La Revue spirite révèle que Charles Leclerc a manifesté sa présence lors de la réunion spirite qui a suivi son enterrement, le 7 décembre. Il s’exprime longuement par l’intermédiaire du médium Deslien. Sa découverte du monde des esprits le conduit à exprimer plus particulièrement un sentiment qu’il avait déjà connu en débarquant au Brésil :

[…] Ce monde, que je ne connaissais que d’après les communications des Esprits, je puis moi-même en apprécier aujourd’hui la beauté. Dans une certaine mesure, j’ai éprouvé, en arrivant ici, les mêmes émotions, mais infiniment plus vives, qu’en abordant pour la première fois sur la terre d’Amérique. Je ne connaissais cette contrée que par le récit des voyageurs, et j’étais loin de me faire une idée de ses luxuriantes productions ; il en fut de même ici [23].

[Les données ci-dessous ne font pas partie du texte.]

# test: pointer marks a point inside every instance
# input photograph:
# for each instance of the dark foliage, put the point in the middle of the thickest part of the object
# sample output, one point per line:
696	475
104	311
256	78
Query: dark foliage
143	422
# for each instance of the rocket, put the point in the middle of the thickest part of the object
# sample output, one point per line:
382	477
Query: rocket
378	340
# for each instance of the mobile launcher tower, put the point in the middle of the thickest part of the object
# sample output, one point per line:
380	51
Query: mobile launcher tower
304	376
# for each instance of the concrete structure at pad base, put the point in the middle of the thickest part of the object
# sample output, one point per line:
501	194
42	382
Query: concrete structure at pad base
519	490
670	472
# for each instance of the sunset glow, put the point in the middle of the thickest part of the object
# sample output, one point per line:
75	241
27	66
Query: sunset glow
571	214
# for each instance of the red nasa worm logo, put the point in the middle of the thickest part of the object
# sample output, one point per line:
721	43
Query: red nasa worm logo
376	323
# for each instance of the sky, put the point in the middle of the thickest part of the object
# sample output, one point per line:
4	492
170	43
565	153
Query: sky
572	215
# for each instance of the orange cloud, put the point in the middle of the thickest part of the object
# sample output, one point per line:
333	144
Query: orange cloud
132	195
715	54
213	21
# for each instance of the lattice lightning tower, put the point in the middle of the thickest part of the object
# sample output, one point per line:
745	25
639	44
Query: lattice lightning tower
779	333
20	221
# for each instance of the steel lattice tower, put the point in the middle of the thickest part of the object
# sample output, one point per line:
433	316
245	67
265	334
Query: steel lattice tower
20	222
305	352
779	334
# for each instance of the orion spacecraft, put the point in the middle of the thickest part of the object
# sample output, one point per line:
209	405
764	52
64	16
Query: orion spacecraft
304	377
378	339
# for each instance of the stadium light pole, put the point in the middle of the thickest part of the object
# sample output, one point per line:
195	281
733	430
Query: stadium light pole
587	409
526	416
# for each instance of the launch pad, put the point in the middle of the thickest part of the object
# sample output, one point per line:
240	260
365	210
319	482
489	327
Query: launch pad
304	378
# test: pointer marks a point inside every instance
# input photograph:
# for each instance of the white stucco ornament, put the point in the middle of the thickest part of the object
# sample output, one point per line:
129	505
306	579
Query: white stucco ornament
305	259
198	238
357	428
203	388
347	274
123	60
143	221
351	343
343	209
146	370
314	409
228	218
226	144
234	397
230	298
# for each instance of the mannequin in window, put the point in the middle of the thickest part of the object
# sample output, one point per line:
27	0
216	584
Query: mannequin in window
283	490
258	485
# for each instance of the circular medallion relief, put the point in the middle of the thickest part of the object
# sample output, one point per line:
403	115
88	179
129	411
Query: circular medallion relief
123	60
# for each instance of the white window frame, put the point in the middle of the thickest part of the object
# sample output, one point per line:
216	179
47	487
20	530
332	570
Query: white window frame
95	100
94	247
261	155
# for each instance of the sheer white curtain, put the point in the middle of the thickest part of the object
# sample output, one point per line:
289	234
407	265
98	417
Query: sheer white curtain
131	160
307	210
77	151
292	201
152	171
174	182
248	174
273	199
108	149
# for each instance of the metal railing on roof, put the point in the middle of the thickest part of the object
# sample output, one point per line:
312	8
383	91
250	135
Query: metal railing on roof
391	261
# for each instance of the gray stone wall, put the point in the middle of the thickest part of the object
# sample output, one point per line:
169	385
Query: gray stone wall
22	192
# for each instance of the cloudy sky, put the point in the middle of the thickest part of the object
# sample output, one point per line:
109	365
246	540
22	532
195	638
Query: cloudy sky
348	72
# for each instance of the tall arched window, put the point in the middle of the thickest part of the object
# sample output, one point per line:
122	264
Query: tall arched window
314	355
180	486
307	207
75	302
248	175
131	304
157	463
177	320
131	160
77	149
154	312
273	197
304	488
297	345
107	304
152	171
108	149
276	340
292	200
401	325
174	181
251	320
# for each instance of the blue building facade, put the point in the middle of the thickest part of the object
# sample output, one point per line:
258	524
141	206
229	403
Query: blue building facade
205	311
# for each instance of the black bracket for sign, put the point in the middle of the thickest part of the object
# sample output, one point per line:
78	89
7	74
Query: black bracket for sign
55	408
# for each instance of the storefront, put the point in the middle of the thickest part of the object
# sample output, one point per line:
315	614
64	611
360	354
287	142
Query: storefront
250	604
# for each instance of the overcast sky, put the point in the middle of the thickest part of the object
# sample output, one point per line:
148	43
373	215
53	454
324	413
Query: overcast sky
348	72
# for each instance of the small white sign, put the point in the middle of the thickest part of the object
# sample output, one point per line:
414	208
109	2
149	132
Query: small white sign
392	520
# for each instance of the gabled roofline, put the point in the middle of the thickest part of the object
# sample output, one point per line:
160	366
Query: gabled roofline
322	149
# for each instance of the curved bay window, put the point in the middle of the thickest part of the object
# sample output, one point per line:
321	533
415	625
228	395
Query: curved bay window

Le médium révèle quelques traits de caractères de Leclerc et l’affection qu’il portait à sa famille. On apprend par ailleurs qu’il a eu un second fils et qu’il était adepte de la « bonne musique » :

Eh bien ! Voyez ; je suis encore ici puni par mon défaut principal, celui que je combattais avec tant de peine sur la terre, et que j’étais parvenu à dominer en partie ; l’impatience que j’avais de me voir parmi vous m’a troublé à un tel point que je ne sais plus exprimer mes idées avec lucidité, et cependant cette matière qui m’entraînait si souvent à la colère autrefois n’est plus là ! Allons, je me calme, puisqu’il le faut. Oh ! j’ai été bien surpris par cette fin inattendue ! Je ne craignais pas la mort, et je la considérais depuis longtemps comme la fin de l’épreuve ; mais cette mort si imprévue ne m’en a pas moins causé un profond saisissement... Quel coup pour ma pauvre femme !... Comme le deuil a rapidement succédé au plaisir ! Je me faisais une véritable joie d’écouter de la bonne musique, mais je ne pensais pas être si tôt en contact avec la grande voix de l’infini... Combien la vie est fragile !... Un globule sanguin se coagule ; la circulation perd sa régularité, et tout est fini !... J’aurais voulu vivre encore quelques années, voir mes enfants tous établis ; Dieu en a décidé autrement : que sa volonté soit faite ! Au moment où la mort m’a frappé, j’ai reçu comme un coup de massue sur la tête ; un poids écrasant m’a accablé ; puis tout à coup je me suis senti libre, allégé. J’ai plané au-dessus de ma dépouille ; j’ai considéré avec étonnement les larmes des miens, et je me suis rendu compte enfin de ce qui m’était arrivé. Je me suis promptement reconnu. J’ai vu mon second fils, mandé par le télégraphe, accourir. Ah ! j’ai bien essayé de les consoler ; je leur ai soufflé mes meilleures pensées, et j’ai vu avec un certain bonheur quelques cerveaux réfractaires pencher peu à peu du côté de la croyance qui a fait toute ma force dans ces dernières années, à laquelle j’ai dû tant de bons moments […] [24].